16 year old, Female, NJ
My life at home isn’t so great at the moment. My dad has developed an alcoholic addiction due to depression. Fast forward to 3 years later and the situation has not improved. He comes home drunk every day after work and fights with my mom. It’s really sad that my little 11 year old sister has to hear all the yelling and see my mom cry afterwards. My dad has tried reaching out for help at addiction centers but he never stays for more than a few weeks. I’m embarrassed of him because of the way he acts when he’s drunk in front of our neighbors and people in public. One time he embarrassed me in front of a friend from school when she came over to work on a project. And another time, he almost got us into a fatal car accident while driving to a school event at a science center. I don’t speak with him much now because I feel like I lost him as a dad a while ago, and he’s a stranger to me now.
My father’s alcohol abuse is not the only problem in my family right now. My little sister was recently diagnosed with ADHD and she takes medication to help her stay focused in school, but at home she acts really aggressive towards me. She always picks up a fight with me over the silliest things, even when I ignore her. When my mom hears her fighting, she yells at me and I get in trouble for something I had nothing to do with. When my boyfriend comes over, my sister is super disrespectful towards me and treats me like garbage. Sometimes, she curses and tries to hit me. It really hurts that she has no consideration for her big sister, especially since I’ve been taking care of her while my dad struggles to get better.
People have noticed that I’ve lost weight and it makes me uncomfortable to hear that since I already have body image issues. I’ve been trying to distract myself by doing other things but nothing seems to help. I haven’t talked with the guidance counselors at my school because I feel like they can’t do much to help,It feels as if I have to deal with this by myself. I start my senior year of high school this fall, and I want to make the right choices and move ahead with my life.
TEEN LINE WROTE:
Thank you so much for contacting TEEN LINE and sharing what has been going on in your life recently. It was so brave of you to reach out and contact us. It really seems like so much has been happening lately, and you do not deserve to be going through all of this. It must be so hard to see your dad come home drunk and fight with your mom, especially knowing that your younger sister also sees this happening. You must feel embarrassed of your dad’s behavior in public, and it seems like you have been really affected by your dad’s behavior. You do not deserve to feel as if you have lost your dad; I am so sorry that you have to go through all of this. It also seems really annoying that your sister has been picking fights with you over the silliest things and treats you like garbage. It is so admirable of you for taking take of your sister right now and it must be so hard to see her treating you so poorly.

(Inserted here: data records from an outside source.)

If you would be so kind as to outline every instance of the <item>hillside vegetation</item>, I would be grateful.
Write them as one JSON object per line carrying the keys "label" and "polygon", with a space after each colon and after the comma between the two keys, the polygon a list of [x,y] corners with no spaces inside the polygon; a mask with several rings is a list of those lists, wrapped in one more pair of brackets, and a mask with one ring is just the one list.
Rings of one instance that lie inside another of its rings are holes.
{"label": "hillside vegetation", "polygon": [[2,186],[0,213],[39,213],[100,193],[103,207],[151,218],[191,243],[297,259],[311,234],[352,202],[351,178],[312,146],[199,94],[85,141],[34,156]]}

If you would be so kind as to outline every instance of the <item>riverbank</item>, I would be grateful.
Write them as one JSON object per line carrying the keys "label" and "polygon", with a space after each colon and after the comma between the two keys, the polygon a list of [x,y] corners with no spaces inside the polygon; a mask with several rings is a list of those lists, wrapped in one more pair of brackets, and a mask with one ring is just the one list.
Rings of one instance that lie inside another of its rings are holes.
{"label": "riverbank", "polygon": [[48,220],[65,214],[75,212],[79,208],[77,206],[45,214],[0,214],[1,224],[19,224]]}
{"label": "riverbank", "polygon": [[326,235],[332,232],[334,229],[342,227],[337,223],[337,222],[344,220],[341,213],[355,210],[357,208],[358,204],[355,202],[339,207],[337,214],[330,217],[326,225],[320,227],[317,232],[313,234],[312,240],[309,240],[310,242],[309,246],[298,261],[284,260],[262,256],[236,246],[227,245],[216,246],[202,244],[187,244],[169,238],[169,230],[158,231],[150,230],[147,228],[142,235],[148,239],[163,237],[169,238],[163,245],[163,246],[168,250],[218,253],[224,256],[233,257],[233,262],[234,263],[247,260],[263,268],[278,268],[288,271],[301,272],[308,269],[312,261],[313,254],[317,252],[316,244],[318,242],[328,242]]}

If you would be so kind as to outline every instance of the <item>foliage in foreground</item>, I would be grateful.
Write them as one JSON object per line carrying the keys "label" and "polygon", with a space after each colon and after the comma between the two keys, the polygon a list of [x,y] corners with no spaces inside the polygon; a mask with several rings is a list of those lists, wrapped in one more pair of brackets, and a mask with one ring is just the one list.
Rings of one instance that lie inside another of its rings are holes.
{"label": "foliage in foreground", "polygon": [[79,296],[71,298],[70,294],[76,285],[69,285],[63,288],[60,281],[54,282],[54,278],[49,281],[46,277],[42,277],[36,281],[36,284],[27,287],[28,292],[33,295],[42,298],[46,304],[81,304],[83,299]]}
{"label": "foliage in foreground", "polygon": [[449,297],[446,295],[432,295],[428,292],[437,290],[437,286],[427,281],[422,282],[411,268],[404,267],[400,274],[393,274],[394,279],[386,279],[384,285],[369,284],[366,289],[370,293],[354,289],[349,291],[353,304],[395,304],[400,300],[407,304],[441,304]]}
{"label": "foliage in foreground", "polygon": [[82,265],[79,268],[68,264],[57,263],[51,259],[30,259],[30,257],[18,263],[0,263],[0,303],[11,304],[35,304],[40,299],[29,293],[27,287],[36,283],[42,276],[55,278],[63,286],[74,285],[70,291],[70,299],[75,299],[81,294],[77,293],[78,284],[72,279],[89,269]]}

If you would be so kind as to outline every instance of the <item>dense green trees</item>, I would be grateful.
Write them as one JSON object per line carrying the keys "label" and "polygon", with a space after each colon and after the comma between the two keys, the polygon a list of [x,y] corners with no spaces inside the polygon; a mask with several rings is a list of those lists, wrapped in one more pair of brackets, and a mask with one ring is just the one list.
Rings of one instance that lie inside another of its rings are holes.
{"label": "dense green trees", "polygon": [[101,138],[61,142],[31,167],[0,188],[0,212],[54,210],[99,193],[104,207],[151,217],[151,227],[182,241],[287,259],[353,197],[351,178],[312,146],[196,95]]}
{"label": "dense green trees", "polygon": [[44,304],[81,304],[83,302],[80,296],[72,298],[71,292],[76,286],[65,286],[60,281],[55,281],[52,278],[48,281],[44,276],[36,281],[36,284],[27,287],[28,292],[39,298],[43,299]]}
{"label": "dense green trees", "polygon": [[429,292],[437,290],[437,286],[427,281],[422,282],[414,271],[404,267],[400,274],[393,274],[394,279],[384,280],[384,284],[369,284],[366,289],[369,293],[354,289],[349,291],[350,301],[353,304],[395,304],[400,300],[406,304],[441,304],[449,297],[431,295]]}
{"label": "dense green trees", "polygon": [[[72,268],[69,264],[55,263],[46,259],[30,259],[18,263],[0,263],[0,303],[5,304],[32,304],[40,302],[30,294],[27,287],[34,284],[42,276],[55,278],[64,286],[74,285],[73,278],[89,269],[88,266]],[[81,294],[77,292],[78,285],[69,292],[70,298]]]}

You do not deserve to be going through all of this alone right now, and I am wondering if there is anyone you can talk to about what has been happening. You mentioned that you feel as if your guidance counselors will be no help for you, but maybe there is someone else you can confide in. Talking to a close friend, trusted adult, or close relative may help you receive the support the comfort you deserve right now. You can also search the Internet to find a therapist that lives around you to talk to someone for free confidentially. You deserve to be happy at home, and I encourage you to check out http://al-anon.org/how-to-find-a-meeting, a resource that offers support for individuals with family members that have drinking struggles. You can attend an Al-Anon meeting near you, share your experiences that you have had with your dad, and learn effective coping mechanisms to deal with your dad’s behavior. You can see that you are not alone right now and other teens have family members that have drinking issues. If you are not comfortable talking to someone, you may find relief in journaling, exercising, singing, dancing, listening to music, playing a game, or sketching. Doing something that truly makes you happy make help you at this time. You are also welcome to call TEEN LINE any night from 6-10 pm PST at (310) 855-4673 and talk to a teen about everything that has been going on lately. You also mentioned having to deal with body image issues. You deserve to start your senior year on a good note, and I hope these options help you.